La mort il y a un an au Caire d'au moins 700 manifestants qui réclamaient le retour du président égyptien destitué Mohamed Morsi a été une «tuerie de masse» qui «s'apparente probablement à un crime contre l'Humanité», a jugé mardi Human Rights Watch.

Le 14 août 2013, un peu plus d'un mois après que le chef de l'armée Abdel Fattah al-Sissi eut destitué et fait arrêter le premier président élu démocratiquement en Égypte, le carnage perpétré par les soldats et policiers au coeur de la capitale, sur les places Rabaa al-Adhawiya et Nahda, a initié une vague impitoyable de répression visant essentiellement les Frères musulmans, la confrérie islamiste de M. Morsi.

Le gouvernement a reconnu la mort, ce jour-là, de plus de 700 manifestants.

HRW réclame une enquête visant jusqu'à M. Sissi, élu triomphalement président en mai dernier après avoir éliminé toute opposition. Ce dernier avait promis d'«éradiquer» les Frères musulmans, qui avaient remporté toutes les élections depuis qu'une révolte populaire avait chassé Hosni Moubarak du pouvoir début 2011.

Dans un rapport de 188 pages présenté à la presse au Caire par vidéoconférence depuis l'étranger, HRW, citant plus de 200 témoins, parle de 817 morts sur la place Rabaa seule. Et assure que les forces de l'ordre ont «méthodiquement ouvert le feu sur des foules de manifestants s'opposant à l'éviction» de M. Morsi par les militaires le 3 juillet 2013.

L'organisation internationale basée à New York accuse: il s'agissait d'«un plan qui prévoyait la mort de plusieurs milliers de personnes et qui a été élaboré au plus haut niveau».
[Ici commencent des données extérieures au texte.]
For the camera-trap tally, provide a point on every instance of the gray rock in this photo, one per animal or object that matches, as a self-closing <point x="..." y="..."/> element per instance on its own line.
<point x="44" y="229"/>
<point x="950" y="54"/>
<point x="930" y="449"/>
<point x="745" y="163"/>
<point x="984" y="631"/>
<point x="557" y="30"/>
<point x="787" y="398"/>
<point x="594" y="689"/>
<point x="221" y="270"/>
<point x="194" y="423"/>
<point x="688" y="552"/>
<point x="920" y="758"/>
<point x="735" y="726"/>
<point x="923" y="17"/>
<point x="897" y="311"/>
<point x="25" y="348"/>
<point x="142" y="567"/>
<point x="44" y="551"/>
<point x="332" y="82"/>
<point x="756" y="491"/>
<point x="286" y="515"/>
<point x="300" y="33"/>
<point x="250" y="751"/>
«Sur la place Rabaa, les forces de sécurité égyptiennes ont perpétré l'une des plus grandes tueries de manifestants en une seule journée dans l'histoire récente», a asséné le directeur exécutif de HRW, Kenneth Roth, à qui l'Égypte a interdit dimanche l'entrée sur son territoire où il devait présenter le rapport.

«Il ne s'agissait pas seulement d'un cas de recours excessif à la force ou dû à un mauvais entraînement, c'était un acte de répression planifié au plus haut niveau du gouvernement égyptien, la plupart de ses responsables d'alors sont toujours au pouvoir en Égypte et devront en répondre», a ajouté M. Kenneth.

HRW nomme ainsi des officiers de haut rang ainsi que des responsables politiques, dont le maréchal à la retraite Sissi, alors ministre de la Défense, mais surtout véritable homme fort du pouvoir, et le ministre de l'Intérieur Mohamed Ibrahim. Tous «devraient faire l'objet d'une enquête», ajoute HRW.

Le gouvernement égyptien a condamné le rapport, critiquant «son manque d'objectivité» et affirmant que l'ONG n'avait pas de statut légal pour mener ses activités en Égypte.

«Le premier martyr» tombé lors de la dispersion des sit-in était un policier tué par balle, a assuré Le Caire dans un communiqué, ajoutant: «le rapport ignore délibérément les centaines de martyrs parmi la police, l'armée et les civils, tombés lors de violences et d'attaques terroristes».

Le gouvernement accuse les Frères musulmans d'être derrière les attentats visant les forces de sécurité. Mais ces derniers, perpétrés dans leur immense majorité après le drame de Rabaa, ont été revendiqués par des jihadistes assurant être liés à Al-Qaïda, précisément en représailles à la mort de manifestants islamistes.